PUBLISHED FOR Edward Brewster
1632
1. 3. Ingrossers;
whose practise is to compasse sea and land to get a commoditie into their hands; which having once obtained, they set a price upon it as large as their owne consciences: Or else hoard it up only to make a dearth without a scarcitie. I deny not but it is lawfull to buy the overplus of any commoditie, and when mens turnes are served in times of plentie, to take the residue (as Joseph did) that in time of dearth he may have to helpe the Common-wealth, with some good and moderate gaine to himselfe also: But these in stead of laying up to prevent a dearth, doe hoard up to procure one; which time is the Ingrossers day, wherein he doth enrich himselfe with the spoile of the poore. Against these very persons Amos thus prophesieth;Amos 8.4, 5, 6. Heare this oh you that swallow up the poore, that you may make the needie of the land to faile; saying, when will the new moone be gone that we may sell corne? and the Sabbath, that we may set forth wheat, and make the Epha small, and the shekell great, and falsifie the waights by deceit? and buy the poore for silver, and the needie for shooes; yea and sell the refuse of the wheat? They had long (as it may seeme) kept up the corne for this purpose, that it might grow deare; and now they had a time to serve their turne in, and they must set it to sale in all haste, so that they thought the new moone and the Sabbath daies appointed for Gods owne service, too long untill they were a selling: And now they intend to prey upon the poore, for they will sell little for much; lessening the measure, and enhancing the price. The poore shall buy the refuse deare, which is little worth, and sell themselves cheape, even in a manner for old shooes to pay for it.
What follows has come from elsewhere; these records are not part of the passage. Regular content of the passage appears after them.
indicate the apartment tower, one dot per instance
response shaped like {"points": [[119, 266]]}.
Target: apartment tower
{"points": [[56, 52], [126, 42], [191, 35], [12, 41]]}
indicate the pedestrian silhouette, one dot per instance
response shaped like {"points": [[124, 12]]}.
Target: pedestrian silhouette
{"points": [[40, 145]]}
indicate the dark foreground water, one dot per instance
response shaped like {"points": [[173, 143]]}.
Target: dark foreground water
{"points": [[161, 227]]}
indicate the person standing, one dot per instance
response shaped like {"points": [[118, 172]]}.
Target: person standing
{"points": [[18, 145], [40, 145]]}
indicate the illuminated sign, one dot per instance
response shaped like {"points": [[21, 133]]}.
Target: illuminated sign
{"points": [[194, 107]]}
Here God sent corne, and the devill sent garners: Nay, in some sort they were worse than the very [Page 312] Devill himselfe: for he seemed to have some charitie in him, when he would have had Christ,Matth 4. to turne stones into bread, and so make a plentie in time of scarcitie: but these endevoured, what in them lay, to make a scarcitie in the midst of plentie, turning bread into stones, a tricke beyond the Devill. Are not these Oppressors?